Thermonuclear reaction rates power the models that explain how stars live, explode, and create the elements. A new study co-authored by NC State faculty member Richard Longland provides a comprehensive, statistically grounded reevaluation of these rates, offering a stronger foundation for interpreting astronomical observations and simulating stellar environments. The work appears in The Astrophysical Journal Supplement (2026, Vol. 283, p. 17).
The collaboration spans the Triangle Universities Nuclear Laboratory (UNC–Chapel Hill, NC State, North Carolina Central University, and Duke University) and ATOMKI (Hungary). Authors Christian Iliadis, Richard Longland (NC State), Kiana Setoodehnia, Caleb Marshall, Peter Mohr, and Athanasios Psaltis apply modern statistical techniques—Bayesian inference and Monte Carlo methods—to incorporate prior knowledge consistently, quantify systematic uncertainties, and track correlations among nuclear parameters. The study also examines in detail how measured resonance strengths and indirectly estimated partial widths influence rate calculations across relevant stellar temperatures.

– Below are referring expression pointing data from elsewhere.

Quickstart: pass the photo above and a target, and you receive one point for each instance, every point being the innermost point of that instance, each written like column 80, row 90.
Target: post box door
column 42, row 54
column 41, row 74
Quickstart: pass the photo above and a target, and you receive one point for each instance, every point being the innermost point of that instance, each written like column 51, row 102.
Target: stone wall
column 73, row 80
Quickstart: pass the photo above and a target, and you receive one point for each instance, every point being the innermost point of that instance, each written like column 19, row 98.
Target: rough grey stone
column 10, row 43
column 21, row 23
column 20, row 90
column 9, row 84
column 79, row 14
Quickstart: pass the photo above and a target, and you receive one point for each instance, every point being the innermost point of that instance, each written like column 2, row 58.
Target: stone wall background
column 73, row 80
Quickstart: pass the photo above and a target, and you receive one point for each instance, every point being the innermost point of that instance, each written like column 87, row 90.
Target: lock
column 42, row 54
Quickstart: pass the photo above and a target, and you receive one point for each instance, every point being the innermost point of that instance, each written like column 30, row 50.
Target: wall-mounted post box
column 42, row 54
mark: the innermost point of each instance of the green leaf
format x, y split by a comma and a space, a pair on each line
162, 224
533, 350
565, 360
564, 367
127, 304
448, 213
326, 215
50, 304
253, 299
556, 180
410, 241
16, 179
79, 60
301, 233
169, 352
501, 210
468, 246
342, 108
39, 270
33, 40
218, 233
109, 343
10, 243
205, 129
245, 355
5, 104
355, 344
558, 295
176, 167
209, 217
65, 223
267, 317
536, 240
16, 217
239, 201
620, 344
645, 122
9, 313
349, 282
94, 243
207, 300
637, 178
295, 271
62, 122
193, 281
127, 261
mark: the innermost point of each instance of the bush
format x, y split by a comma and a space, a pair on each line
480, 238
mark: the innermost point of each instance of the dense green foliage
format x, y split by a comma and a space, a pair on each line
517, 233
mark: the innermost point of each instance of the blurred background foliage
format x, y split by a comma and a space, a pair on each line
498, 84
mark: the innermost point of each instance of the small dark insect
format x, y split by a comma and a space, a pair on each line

The resulting dataset provides 78 experimentally derived reaction rates tabulated over a defined temperature grid. For each reaction, the team reports statistically meaningful uncertainties and the fractional contributions of individual processes to the total rate. By anchoring rates to probability density functions and explicitly propagating correlations, the work improves transparency and reproducibility for nucleosynthesis and stellar evolution modeling.
This research strengthens the tools available to the astrophysics community and underscores NC State’s leadership in advancing precision nuclear astrophysics.